At this point, we can understand that social media exploits—takes advantage of, trades on—the human mind’s capacity for distraction; and, more importantly, we can focus on this capacity as a problem susceptible to our own power to pay attention to our attention, otherwise known as meditation, mindfulness. Much has been written about mindfulness meditation. Robert Wright’s new book, Why Buddhism is True, provides a useful introduction* combines a focus on core Buddhist teachings with information derived from research in neuroscience and psychology. As he explains, “Mindfulness meditation…is a good way to study the human mind. At least, it’s a good way to study one human’s mind: yours. You sit down, let the mental dust settle, and then watch your mind work.” Mindfulness  meditation practice aims at breaking the grip of the very same mental habits—the “mental dust”—that social media encourages and exploits for commercial purposes!  Corporate social media aims to capture personal data by exploiting the frailties of human consciousness. Meditation aims to liberate human consciousness from the mental habits that constitute that frailty.
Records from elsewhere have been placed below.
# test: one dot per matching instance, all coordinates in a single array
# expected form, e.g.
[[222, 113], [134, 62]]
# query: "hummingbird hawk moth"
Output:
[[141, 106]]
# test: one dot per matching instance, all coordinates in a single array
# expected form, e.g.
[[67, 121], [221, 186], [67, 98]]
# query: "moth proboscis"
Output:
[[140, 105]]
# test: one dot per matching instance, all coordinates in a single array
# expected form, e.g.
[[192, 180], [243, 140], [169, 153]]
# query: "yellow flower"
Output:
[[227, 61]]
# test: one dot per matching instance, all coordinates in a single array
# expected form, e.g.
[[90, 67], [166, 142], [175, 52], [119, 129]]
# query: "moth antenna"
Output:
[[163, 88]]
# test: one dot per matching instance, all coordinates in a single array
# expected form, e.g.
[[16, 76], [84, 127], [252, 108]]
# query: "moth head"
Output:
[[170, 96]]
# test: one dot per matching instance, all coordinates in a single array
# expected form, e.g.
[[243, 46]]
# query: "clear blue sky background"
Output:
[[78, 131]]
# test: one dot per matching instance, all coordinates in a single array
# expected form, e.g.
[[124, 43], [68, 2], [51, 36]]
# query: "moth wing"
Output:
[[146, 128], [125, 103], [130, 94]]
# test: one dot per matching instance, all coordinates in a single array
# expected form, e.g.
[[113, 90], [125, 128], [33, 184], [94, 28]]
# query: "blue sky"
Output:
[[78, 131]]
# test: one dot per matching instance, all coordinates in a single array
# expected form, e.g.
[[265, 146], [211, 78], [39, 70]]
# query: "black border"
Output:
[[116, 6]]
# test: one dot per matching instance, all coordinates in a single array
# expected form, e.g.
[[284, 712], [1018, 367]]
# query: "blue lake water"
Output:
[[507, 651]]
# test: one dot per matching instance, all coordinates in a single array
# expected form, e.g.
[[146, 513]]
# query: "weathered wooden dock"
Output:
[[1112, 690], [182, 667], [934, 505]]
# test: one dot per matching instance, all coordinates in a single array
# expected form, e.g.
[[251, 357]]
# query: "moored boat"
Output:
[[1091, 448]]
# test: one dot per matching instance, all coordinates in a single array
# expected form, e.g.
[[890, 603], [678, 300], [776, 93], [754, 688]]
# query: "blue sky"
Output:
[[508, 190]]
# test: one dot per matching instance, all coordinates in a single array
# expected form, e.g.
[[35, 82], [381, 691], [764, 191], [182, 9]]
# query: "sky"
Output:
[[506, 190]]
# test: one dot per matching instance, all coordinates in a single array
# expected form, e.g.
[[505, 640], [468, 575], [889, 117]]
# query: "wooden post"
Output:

  • * Note: Wright provides useful discussion of meditation practices, insights, and implications; but his digressions into “natural selection” (“Darwinism,” “evolution”) to present meditation as “undoing” evolution get in the way. First of all, the ground on which meditation happens—mind—does not require an explanation; a description suffices (e.g., “subject to illusion,” “agitated by desire and aversion,” etc.). Second, Wright grossly misconstrues “natural selection,” referring to it as “design” and “intention”; but as the Berkeley site, “Understanding Evolution” puts it in “Misconceptions about natural selection,”: “‘need,’ ‘try,’ and ‘want’ are not very accurate words when it comes to explaining evolution. The population or individual does not ‘want’ or ‘try’ to evolve, and natural selection cannot try to supply what an organism ‘needs.’ Natural selection just selects among whatever variations exist in the population. The result is evolution.” Third, if we want to hook up meditation and evolution, we would do better to follow the implications of the Berkeley discussion: “The genetic variation that occurs in a population because of mutation is random — but selection acts on that variation in a very non-random way: genetic variants that aid survival and reproduction are much more likely to become common than variants that don’t.” The question becomes: Are there genetic markers associated with ability or predisposition to mindfulness—human “attentional power”—that aid human survival? Only time and space will tell.